Major Power Outage Risk Analysis

Name: Spencer Goodwin

Website Link: https://spencerg00dwin.github.io/power_outages_analysis/

Introduction

In this project, I analyzed a dataset of major power outages in the U.S. to explore patterns, causes, and impacts of these events. The dataset spans January 2000 to July 2016 and includes key attributes such as outage durations, causes, geographical regions, climate anomalies, and population data.

At first, I focused on cleaning the dataset and conducting exploratory data analysis to identify trends and anomalies. I specifically looked at climatic trends as a relation to power outage durations and averages. Along with this, visualizations such as the average outage duration by cause category, provided insights into the most impactful outage causes.

My model predicts outage durations based on both categorical and numerical features, such as climate region, cause category, El Niño/La Niña (ONI) anomoly index, and population. I started with a baseline Random Forest Regressor and later refined the model using hyperparameter tuning and feature selection techniques. I used evaluation metrics such as Mean Squared Error (MSE) and r-squared to measure the performance of my model.

The original raw DataFrame contains 1534 rows, corresponding to 1534 outages, and 57 columns. I focused on these columns:

Column Name	Definition
OBS	Observation number or row identifier in the dataset
YEAR	Indicates the year when the outage event occurred
MONTH	Indicates the month when the outage event occurred
U.S._STATE	Represents all the states in the continental U.S.
POSTAL.CODE	Represents the postal code of the U.S. states
NERC.REGION	The North American Electric Reliability Corporation (NERC) regions involved in the outage event
CLIMATE.REGION	U.S. Climate regions as specified by National Centers for Environmental Information (nine climatically consistent regions in continental U.S.A.)
ANOMALY.LEVEL	Represents the oceanic El Niño/La Niña (ONI) index referring to the cold and warm episodes by season. It is estimated as a 3-month running mean of ERSST.v4 SST anomalies in the Niño 3.4 region (5°N to 5°S, 120–170°W)
CLIMATE.CATEGORY	Represents the climate episodes corresponding to the years. The categories—"Warm", "Cold" or "Normal" episodes of the climate are based on a threshold of ± 0.5 °C for the Oceanic Niño Index (ONI)
CAUSE.CATEGORY	Categories of all the events causing the major power outages
CAUSE.CATEGORY.DETAIL	Detailed description of the event categories causing the major power outages
OUTAGE.DURATION	Duration of outage events (in minutes)
DEMAND.LOSS.MW	Amount of peak demand lost during an outage event (in Megawatt) [but in many cases, total demand is reported]
POPULATION	Population in the U.S. state in a year
OUTAGE.START	Combines the date and time when the outage event started (as reported by the corresponding Utility in the region)
OUTAGE.RESTORATION	Combines the date and time when power was restored to all the customers (as reported by the corresponding Utility in the region)
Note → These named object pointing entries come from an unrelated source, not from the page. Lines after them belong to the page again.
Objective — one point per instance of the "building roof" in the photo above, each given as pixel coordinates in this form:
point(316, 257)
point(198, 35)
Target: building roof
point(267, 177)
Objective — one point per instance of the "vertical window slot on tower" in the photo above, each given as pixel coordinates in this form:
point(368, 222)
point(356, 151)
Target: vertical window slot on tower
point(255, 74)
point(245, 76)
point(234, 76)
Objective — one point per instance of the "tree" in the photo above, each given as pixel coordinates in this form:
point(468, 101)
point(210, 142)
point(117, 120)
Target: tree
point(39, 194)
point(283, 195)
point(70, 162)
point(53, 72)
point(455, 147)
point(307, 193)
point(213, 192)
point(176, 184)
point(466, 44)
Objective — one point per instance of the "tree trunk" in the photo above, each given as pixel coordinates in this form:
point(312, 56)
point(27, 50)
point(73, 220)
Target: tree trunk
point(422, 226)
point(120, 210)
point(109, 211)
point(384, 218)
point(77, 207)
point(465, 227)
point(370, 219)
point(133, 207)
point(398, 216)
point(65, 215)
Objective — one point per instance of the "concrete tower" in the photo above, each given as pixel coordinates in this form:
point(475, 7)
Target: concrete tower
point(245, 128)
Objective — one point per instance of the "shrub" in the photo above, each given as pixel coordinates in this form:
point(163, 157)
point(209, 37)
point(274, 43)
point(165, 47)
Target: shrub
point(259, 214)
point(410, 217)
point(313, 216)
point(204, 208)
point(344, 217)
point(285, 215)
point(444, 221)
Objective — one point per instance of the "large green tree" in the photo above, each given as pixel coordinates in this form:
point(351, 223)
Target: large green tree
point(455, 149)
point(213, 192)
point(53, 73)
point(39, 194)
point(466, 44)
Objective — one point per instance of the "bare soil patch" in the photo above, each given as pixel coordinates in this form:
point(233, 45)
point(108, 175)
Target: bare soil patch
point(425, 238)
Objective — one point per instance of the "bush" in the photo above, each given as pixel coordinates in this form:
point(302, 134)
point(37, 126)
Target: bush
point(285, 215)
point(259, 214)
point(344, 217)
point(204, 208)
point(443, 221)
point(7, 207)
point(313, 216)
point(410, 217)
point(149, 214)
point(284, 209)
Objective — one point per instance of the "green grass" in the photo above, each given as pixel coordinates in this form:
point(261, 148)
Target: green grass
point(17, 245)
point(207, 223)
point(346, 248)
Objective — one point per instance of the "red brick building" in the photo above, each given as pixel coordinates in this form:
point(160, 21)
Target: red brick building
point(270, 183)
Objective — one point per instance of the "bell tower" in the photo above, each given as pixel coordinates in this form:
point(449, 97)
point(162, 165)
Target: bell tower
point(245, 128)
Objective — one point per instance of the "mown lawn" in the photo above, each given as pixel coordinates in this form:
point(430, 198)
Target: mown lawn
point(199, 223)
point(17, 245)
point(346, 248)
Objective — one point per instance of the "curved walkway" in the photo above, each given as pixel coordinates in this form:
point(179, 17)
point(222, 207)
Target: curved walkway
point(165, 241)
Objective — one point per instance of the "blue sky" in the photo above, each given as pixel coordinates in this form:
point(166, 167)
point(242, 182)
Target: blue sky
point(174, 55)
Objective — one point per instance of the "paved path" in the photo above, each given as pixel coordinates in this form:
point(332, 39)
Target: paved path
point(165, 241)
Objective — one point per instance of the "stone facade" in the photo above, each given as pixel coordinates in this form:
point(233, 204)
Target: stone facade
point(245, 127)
Cleaning and Exploratory Data Analysis

Cleaning

First I needed to clean the data. I started by dropping severeal columns that were unnecessary for my model. Specifically, ‘PCT_WATER_INLAND’, ‘PCT_WATER_TOT’, ‘PCT_LAND’, ‘AREAPCT_UC’, ‘AREAPCT_URBAN’,’POPDEN_RURAL’, ‘POPDEN_UC’, ‘POPDEN_URBAN’, ‘POPPCT_URBAN’,’PI.UTIL.OFUSA’, ‘UTIL.CONTRI’, ‘TOTAL.REALGSP’, ‘UTIL.REALGSP’, ‘PC.REALGSP.CHANGE’, ‘PC.REALGSP.REL’, ‘PC.REALGSP.USA’, ‘PC.REALGSP.STATE’,’IND.CUST.PCT’, ‘COM.CUST.PCT’, ‘RES.CUST.PCT’, ‘TOTAL.CUSTOMERS’, ‘IND.CUSTOMERS’,’COM.CUSTOMERS’, ‘RES.CUSTOMERS’, ‘IND.PERCEN’, ‘COM.PERCEN’, ‘RES.PERCEN’, ‘TOTAL.SALES’,’IND.SALES’, ‘COM.SALES’, ‘RES.SALES’, ‘TOTAL.PRICE’, ‘IND.PRICE’, ‘COM.PRICE’, ‘RES.PRICE’,’HURRICANE.NAMES’, ‘variables’, ‘POPPCT_UC’, ‘CUSTOMERS.AFFECTED’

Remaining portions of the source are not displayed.